Former Union Finance Minister Pallaniappan Chidambaram — currently in the custody of the Enforcement Directorate in connection with the INX media money-laundering case — has reportedly been diagnosed with Crohn’s disease.
The former Cabinet minister, who currently sits in the Rajya Sabha, was hospitalised with severe stomach pains. His health has been in decline for a period of time now, to which the doctors have attributed to a diagnosis of Crohn’s disease potentially dating back several years — explaining the gradual deterioration.
Crohn’s disease is a relative rarity in India. As such, the disease is all but a complete unknown to the public, with little research conducted into the condition. The incidence of the disease in India is posited by expert Dr Rahul Shah at seven per every one lakh people. However, of much of the research conducted, there is little information available to estimate the true prevalence of the disease as many will die of resultant complications before they are ever diagnosed. Some studies have, however, observed that there is a north/south divide in disease cases, with more Crohn’s disease cases observed in southern India.

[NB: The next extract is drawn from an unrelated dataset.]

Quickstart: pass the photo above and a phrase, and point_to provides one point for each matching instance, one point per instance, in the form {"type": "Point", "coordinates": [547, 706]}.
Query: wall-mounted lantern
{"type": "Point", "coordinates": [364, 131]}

It was noted that the reported age of onset was higher than in other countries — though this has been attributed to late diagnosis. Late diagnosis is cited as a major issue in treating the side effects. Though the disease has no cure, if diagnosed early, relevant treatments and lifestyle alterations can slow its progression. Diagnosis in later stages will have allowed for significant intestinal damage to have already taken place, either warranting surgery, or being far more difficult to treat.
Crohn’s disease is an inflammatory bowel disease (IBD) that causes inflammation of the digestive tract. The resultant symptoms involve abdominal pain, severe diarrhoea, fatigue, weight loss and malnutrition. If left unchecked, the disease can result in death due to malnutrition. In India, comorbidity with intestinal infections or food poisoning can be lethal, often resulting in an individual dying before they are ever diagnosed. The risk of food poisoning is widespread in India, being the second most common cause of infectious disease outbreaks in the country.

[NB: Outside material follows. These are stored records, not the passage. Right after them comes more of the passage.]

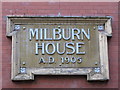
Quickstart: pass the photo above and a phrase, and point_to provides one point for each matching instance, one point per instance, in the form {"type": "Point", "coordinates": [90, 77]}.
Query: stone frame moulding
{"type": "Point", "coordinates": [100, 73]}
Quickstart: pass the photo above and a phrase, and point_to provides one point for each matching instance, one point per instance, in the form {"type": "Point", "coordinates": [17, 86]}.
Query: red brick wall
{"type": "Point", "coordinates": [65, 9]}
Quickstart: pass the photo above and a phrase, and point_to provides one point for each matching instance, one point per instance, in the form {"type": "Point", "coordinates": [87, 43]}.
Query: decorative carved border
{"type": "Point", "coordinates": [99, 73]}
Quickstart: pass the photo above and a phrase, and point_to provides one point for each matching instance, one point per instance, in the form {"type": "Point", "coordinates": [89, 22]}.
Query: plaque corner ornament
{"type": "Point", "coordinates": [97, 72]}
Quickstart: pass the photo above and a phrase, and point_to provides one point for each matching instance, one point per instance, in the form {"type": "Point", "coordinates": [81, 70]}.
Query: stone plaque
{"type": "Point", "coordinates": [59, 46]}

According to research by the Department of Gastroenterology at the Jaslok Hospital and Research Center in Mumbai, “during the last ten years, Crohn’s is being reported more frequently from different parts of India, especially southern India.” The researchers noted that the disease virtually did not exist in India until 1986.
This rise in the condition follows the trend of the increase in prevalence of other noncommunicable conditions. Lifestyle factors such as lack of physical activity and increasingly unhealthy dietary habits may play a major role in this. With Chidambaram’s diagnosis hitting media headlines, awareness of the condition may increase — hopefully encouraging others with similar symptoms to seek medical attention to check for the disease.